Me había
ido bien y allí mismo, afuerita del bar El Nopal, sentí la obligación de
ayudarlo. Tenía los ojos hinchados, el pelo revuelto y ya había perdido tres
dientes. Los que le quedaban eran grandes y amarillos, y cuando hablaba le
salía una voz cavernosa, triste, una voz como emitida desde el fondo de un
desastre. Era él, ahora de bolero lumpen, casi cuarenta años después de haberlo
conocido. El tatuaje en el brazo —un ojo con tres lagrimitas oscuras— me ayudó
a identificarlo. Era él. Me atreví a preguntarle mientras lustraba mis zapatos.
Usted ya no se acuerda de mí, le dije. Levantó la cara sin dejar de cepillar
uno de mis empeines. No, patrón, la verdad no. El enrojecimiento de sus ojos
mientras miraba hacia arriba y el pelo desgreñado y brilloso por la suciedad le
dieron por un instante cierto aire de divino rostro sin corona de espinas. Bajó
la cara y siguió con su chamba, concentrado ya en el jabón de calabaza. Yo lo
conozco, amigo, le dije. Usted vendía loches. Ah, sí, respondió, de eso
hace un chingatal de años. Pero ya ve, me acuerdo de usted muy bien. Usted se
ponía en la Presidente Carraza y la calle Blanco, en su carrito, agregué para
que tuviera mejor noticia de mi buena memoria. Y recordé más. Él boleaba y yo
le compartía uno de mis mejores recuerdos de la infancia. Ahí voy, con el poco
dinero que había disponible. Me alcanzaba para un lonche de mortadela y al
llegar le pedía, como bocadillo de entrada, las “chichitas” del pan, los picos
que quitan y tiran los loncheros antes de preparar lo que sigue. El tipo me los
daba sin chistar y poco a poco se hizo costumbre: me veía venir y ya tenía
seis, ocho o diez picos de francés, y yo era feliz en ese instante.

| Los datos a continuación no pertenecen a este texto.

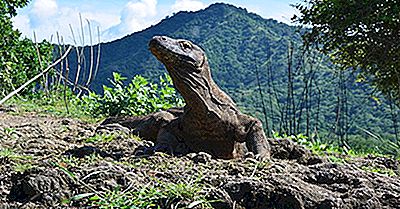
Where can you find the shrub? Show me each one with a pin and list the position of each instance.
(138, 98)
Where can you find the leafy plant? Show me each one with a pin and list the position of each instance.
(138, 98)
(19, 58)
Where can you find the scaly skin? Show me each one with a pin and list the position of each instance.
(210, 121)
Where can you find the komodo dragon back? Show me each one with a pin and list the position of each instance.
(210, 121)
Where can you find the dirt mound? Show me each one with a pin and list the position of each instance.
(49, 162)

Así hasta
que salí a estudiar a Durango y así hasta que, sin darme cuenta, el lonchero
desapareció hasta el reencuentro de hoy. Usted siempre me regalaba los piquitos
de pan, remaché. Ah, respondió sin emoción. ¿Y por qué dejó los lonches y ahora
bolea?, pregunté. Me fue mal, amigo. Me gusta tomar. Hago esto sólo para seguir
tomando, ya qué, dijo mientras untaba grasa El Oso al mocasín. ¿Toma aquí en El
Nopal? Sí, dijo. Entonces voy a pedirle un favor. Soy amigo del dueño. Ahora
mismo vamos y le decimos que usted ya jamás pagará aquí sus tragos. Cada vez
que venga, que le abra una cuenta y yo la pagaré. Volvió a mirarme desde su
banquito portátil de bolero. Vi en su mirada que no me creyó, pero yo le
hablaba en serio. Yo le iba a pagar una alegría con otra.